Excel spreadsheet for higher order greeks?

Quote from TskTsk:

Thanks, I checked out the links from you guys, unfortunately these all link to products that require buying. I was hoping there'd be some free spreadsheets for higher order greeks, since there are a lot of free spreadhseets for the standard order greeks. But if no such thing exists then I'll just suck it up and make one myself.


I'm sure if you manage sub 100k positions then the 4 basic greeks will do. But if you manage a 200MM hedgefund like I do, you're gonna need to go a level deeper.

What value does it give you? Does it generate income? Does it really give you a better picture of risk, that would make you do anything different? I know risk managers that monitor $5 billion multi asset funds including options that don't use it.
 
Quote from newwurldmn:

Why are you hanging out with us pikers? You can surely find better resources. No need to help you anymore.
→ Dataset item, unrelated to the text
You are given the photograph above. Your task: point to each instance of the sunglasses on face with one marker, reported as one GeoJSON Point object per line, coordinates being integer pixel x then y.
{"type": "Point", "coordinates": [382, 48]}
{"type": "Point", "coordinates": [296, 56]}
Aww come on, I was just joking around...the only thing I manage so far has been my own money. Maybe some day...

Quote from rmorse:

What value does it give you? Does it generate income? Does it really give you a better picture of risk, that would make you do anything different? I know risk managers that monitor $5 billion multi asset funds including options that don't use it.
Probably half of the reason I'm trading is because I love the business. I like the charts, the math, the analysis. Yes I'm a nerd. The other other half reason is the money. Kill me for saying this, but not everything I explore in this business needs to be valuable or income generating to be interesting to me.
 
Quote from rmorse:

What value does it give you? Does it generate income? Does it really give you a better picture of risk, that would make you do anything different? I know risk managers that monitor $5 billion multi asset funds including options that don't use it.
Exactly. Here we go with yet another "analysis paralysis" situation.
 
Quote from TskTsk:

I was hoping there'd be some free spreadsheets for higher order greeks, since there are a lot of free spreadhseets for the standard order greeks.
Here attached is a first attempt at it.

Not quite complete. The higher-order greeks need checking. If you finish or improve it, please post your improved version.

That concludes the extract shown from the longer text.